Chappie Dwyer

Personal information
- Full name: Edmund Alfred Dwyer
- Born: 19 October 1894 Mosman, Sydney, New South Wales
- Died: 10 October 1975 (aged 80) Mosman, Sydney, New South Wales
- Batting: Right-handed
- Role: Batsman

Domestic team information
- 1918/19–1928/29: New South Wales
- FC debut: 26 December 1918 New South Wales v Victoria
- Last FC: 8 February 1929 New South Wales v Tasmania

Career statistics
| Competition | First-class |
| Matches | 3 |
| Runs scored | 65 |
| Batting average | 16.25 |
| 100s/50s | 0/0 |
| Top score | 23* |
| Catches/stumpings | 0/0 |
- Source: CricInfo, 28 February 2009

= Chappie Dwyer =

Australian cricketer and national selector

Edmund Alfred Dwyer (19 October 1894 – 10 September 1975), known as Chappie Dwyer, was an Australian cricketer and national selector. Dwyer was born in Mosman, Sydney and played for the New South Wales cricket team for three first-class cricket matches as a right-handed batsman.

==Career==

Dwyer played his three matches for NSW sporadically between the end of the First World War and the year of the Wall Street crash. His first match took place on 26 December 1918 against Victoria at the Melbourne Cricket Ground. Winning the toss, NSW inserted Victoria in to bat, and dismissed them for 266, largely composed of a century by Frederick Baring. Dwyer, at number two, formed an opening partnership of 26 with Australian international Warren Bardsley before the latter fell lbw to Baring for 18 and Dwyer was dismissed by international Edgar McDonald. NSW fell to 123 all out, and were unable to stop Victoria from reaching 299 all out in their second innings, thanks to a century by Edgar Mayne. NSW notched up 226 in reply, Dwyer falling again to McDonald for nine.

Dwyer did not play again until 28 November 1925, against Queensland in Brisbane. Dwyer, now batting at number six, scored 20 runs before he was dismissed by Australian international Ron Oxenham, who went on to get a five-wicket-haul as NSW reached 287 all out. Oxenham then went on to score 96 as an opener in Queensland's reply total of 506, which also contained a century of 132 for Francis Thompson. Dwyer hit 23 not out as Queensland reached 77/4 before the three-day match ended as a draw.

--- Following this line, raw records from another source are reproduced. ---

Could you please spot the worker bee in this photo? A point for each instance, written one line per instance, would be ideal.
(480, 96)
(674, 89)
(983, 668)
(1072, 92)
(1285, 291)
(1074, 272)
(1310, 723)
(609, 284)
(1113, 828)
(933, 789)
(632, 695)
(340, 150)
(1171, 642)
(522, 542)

Dwyer's last appearance in first-class cricket came on 8 February 1929, against Tasmania in Hobart. Winning the toss and with captain Charles Kelleway deciding to bat first, NSW reached 443 all out with Dwyer, now batting at number eight, being dismissed for two by Reginald Townley. NSW then quickly dismissed Tasmania for 158, with four wickets each for Ronald Eaton and Frank Jordan, who took a further two and four wickets respectively as Tasmania were dismissed for 102 in the follow-on to hand NSW victory by innings and 182 runs, the only victory Dwyer was to partake in.

Dwyer completed his three-match career with 65 runs at 16.25, and a highscore of 23* against Queensland in 1925. His son, Brian Eric Dwyer, who was born on 9 February 1925, would go on to play for New South Wales' Colts and Second XI across the winter of 1948/49, however neither ever represented Australia at- the international level.

Dwyer served as a selector for New South Wales from 1930 to 1954, and a national selector from 1930 to 1952. He managed the Australian team that toured South Africa in 1949–50. Jack Fingleton thought the combination of Dwyer and the captain, Lindsay Hassett, was the best an Australian touring team ever had.